Without a doubt, I want to sponsor or co-sponsor bills that increase dedicated, sustainable funding to the public school system. Funding the public school system embodies so many elements, including recruiting and retaining teachers, creating smaller class sizes, providing modern technology and curriculum, and maintaining our buildings and buses. A student’s access to quality education should not be limited to certain ZIP codes in our state. I would also like to also play a part in bills that would require more transparency within the charter school system. Charter schools operate under a different set of rules, even though they are funded with public money.
One of your challengers, incumbent Jeff Weninger, has supported increasing regulations on abortion and giving more power to Republicans when drawing legislative district boundaries. Do you think his voting record represents the interests of his constituents?
There are certainly conservatives in the district who fully support the votes of Rep. Weninger. However, the Democrats and many independents I speak to have a different opinion. Many feel that the regulations on abortion should not be increased, but instead they should be reduced.
Constituents across party boundaries are very concerned with the idea of gerrymandering that would give excess power to either party. The Independent Redistricting Commission is actually a model for other states.
Why do you think it’s important that people make their own health care decisions?
It is important that people have the freedom make their own health care decisions. If women choose to use birth control, elect to have a tubal ligation, or decide to have an abortion, they should be able to make that decision — the government should not limit their access. We are a free people, and we should have the autonomy to make decisions that impact our bodies.
What other issues are you fighting for?
Other issues I am fighting for include access to affordable health care and affordable college education. When we’ve spoken to voters at the doors, many people in our district have shared that their deductibles are too high — so high that they are forgoing preventive care. KidsCare, a health care program for the children of the working poor, is often targeted for cuts. I believe that when people have access to preventive care and necessary medications, they are more productive at work and school. Young people and parents of young people have expressed frustration with the cost of college. Even with scholarships, students are working while attending college, and they are graduating with a heavy debt. Some students are more apt to pursue a job in skilled labor, so we need to ensure there are programs like JTED and CTE that will allow students to graduate from high school with a certificate that will allow them to begin a well-paid, skilled labor job right after high school.
What gives you hope for Arizona’s future?
What gives me hope for the future is the youth.
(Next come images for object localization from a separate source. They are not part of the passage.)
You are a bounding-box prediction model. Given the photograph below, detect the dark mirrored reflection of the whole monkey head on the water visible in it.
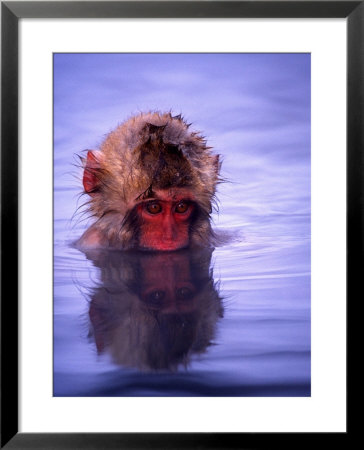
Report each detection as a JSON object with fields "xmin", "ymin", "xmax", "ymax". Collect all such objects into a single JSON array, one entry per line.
[{"xmin": 87, "ymin": 249, "xmax": 223, "ymax": 370}]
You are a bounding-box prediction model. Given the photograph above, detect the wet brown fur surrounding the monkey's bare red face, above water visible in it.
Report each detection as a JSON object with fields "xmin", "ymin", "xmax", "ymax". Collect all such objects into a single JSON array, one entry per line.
[{"xmin": 81, "ymin": 113, "xmax": 220, "ymax": 248}]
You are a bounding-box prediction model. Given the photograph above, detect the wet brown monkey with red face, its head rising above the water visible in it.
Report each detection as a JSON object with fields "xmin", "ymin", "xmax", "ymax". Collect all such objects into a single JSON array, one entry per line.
[{"xmin": 77, "ymin": 113, "xmax": 220, "ymax": 251}]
Our entire paid staff is under the age of 25 years old. They are motivated, hard-working, and dedicated to fighting for equality and change. Seeing the world through their eyes gives me hope for the future.
Why was it important for you to be endorsed by Planned Parenthood Advocates of Arizona?
It was important for me to be endorsed by Planned Parenthood Advocates of Arizona because it emphasizes the contrast between myself and my opponents. As mentioned in an earlier question, Rep. Weninger has voted to increase regulations on abortions. Vice Mayor Nora Ellen regularly tweets about crisis pregnancy centers. While both of my opponents are pro-life, I am pro-choice. I do not believe the government should dictate private matters.